Andrew Mitchell, director of nickel research for Wood Mackenzie, says that waste is actually one of its biggest issues. “With HPAL, you generate 1.4 to 1.6 tons of waste for every ton you process, and you’ve got to stick that somewhere, and that’s an awful lot of waste,” he said. “They have to dry stack it, and in a high rainfall area that is seismically active, that is not without its risks.”
That’s something that TGEM claims to have solved. Through its STAL technology, the company is able to extract other materials from the laterite ore — including iron, magnesium, and aluminum — and turn them into potential revenue-generating products, such as magnesium hydroxide for fertilizers and iron oxide for steel.
Challenges ahead
As promising as TGEM’s strategy sounds, it’s not an easy time for nickel companies.
“The global demand outlook for nickel has shifted significantly and is less promising than before,” Mitchell said, noting that the change is due both to recent policy changes under the Trump administration, which have reduced the outlook for EV adoption and electrification in general, and to nickel-free LFP batteries becoming more dominant.
An important part of TGEM’s strategy lies in its ability to produce “green” nickel.
“In the current oversupplied market, it’s doubtful that companies would be willing to pay extra for a product that is ‘greener,’” Mitchell said; he added, however, that “some might be willing to pay extra for a product that helps them comply with FEOC regulations.”
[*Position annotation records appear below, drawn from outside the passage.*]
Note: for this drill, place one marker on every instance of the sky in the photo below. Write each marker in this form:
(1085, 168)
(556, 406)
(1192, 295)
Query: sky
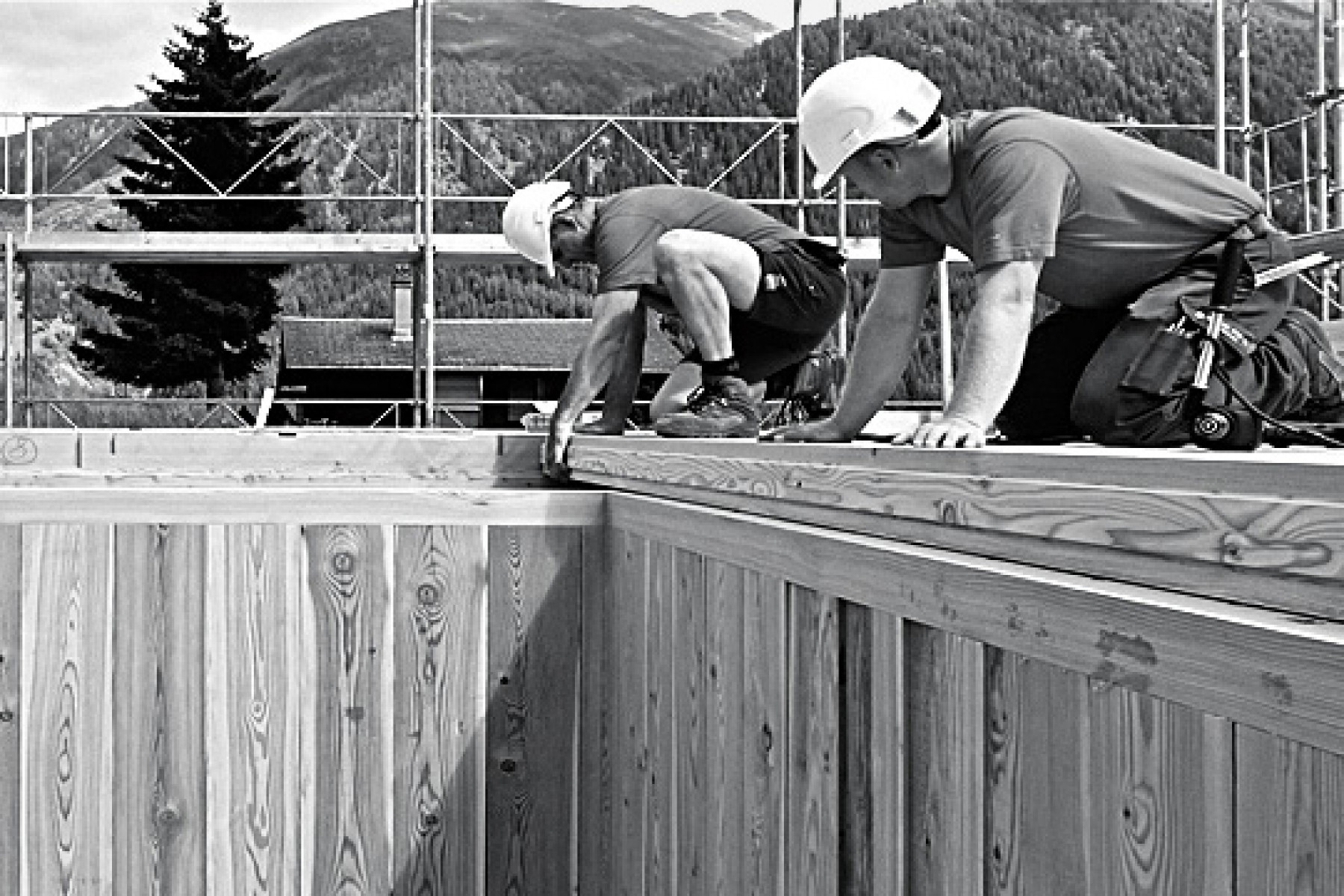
(74, 55)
Plus, with many of the Inflation Reduction Act’s clean energy incentives removed or reduced by the GOP since Trump took office, targeting the U.S. market has become harder, especially considering the country currently lacks plants to process MHP.
And the uncertain tariff outlook makes things even more complicated. At the moment, the U.S. has put a 19% blanket tariff on Indonesia, but Fay hopes the two countries will negotiate carve-outs for Indonesia’s biggest trade items, including nickel.
Still, Fay is optimistic. While the EV industry has so far been the main offtaker of MHP, the product can “feed the battery world” more broadly, including energy storage systems; and high-purity nickel can also be used in electronics and the defense industry.
The market’s demand for the company’s FEOC-compliant nickel is “increasingly urgent,” he said. So in the short term, TGEM is both working to ship MHP to U.S.-headquartered companies, and considering partnering with some of them to develop facilities to process it in Indonesia. In the next three years, Fay’s ultimate goal is to introduce TGEM to the U.S. capital markets; he is also considering a potential IPO.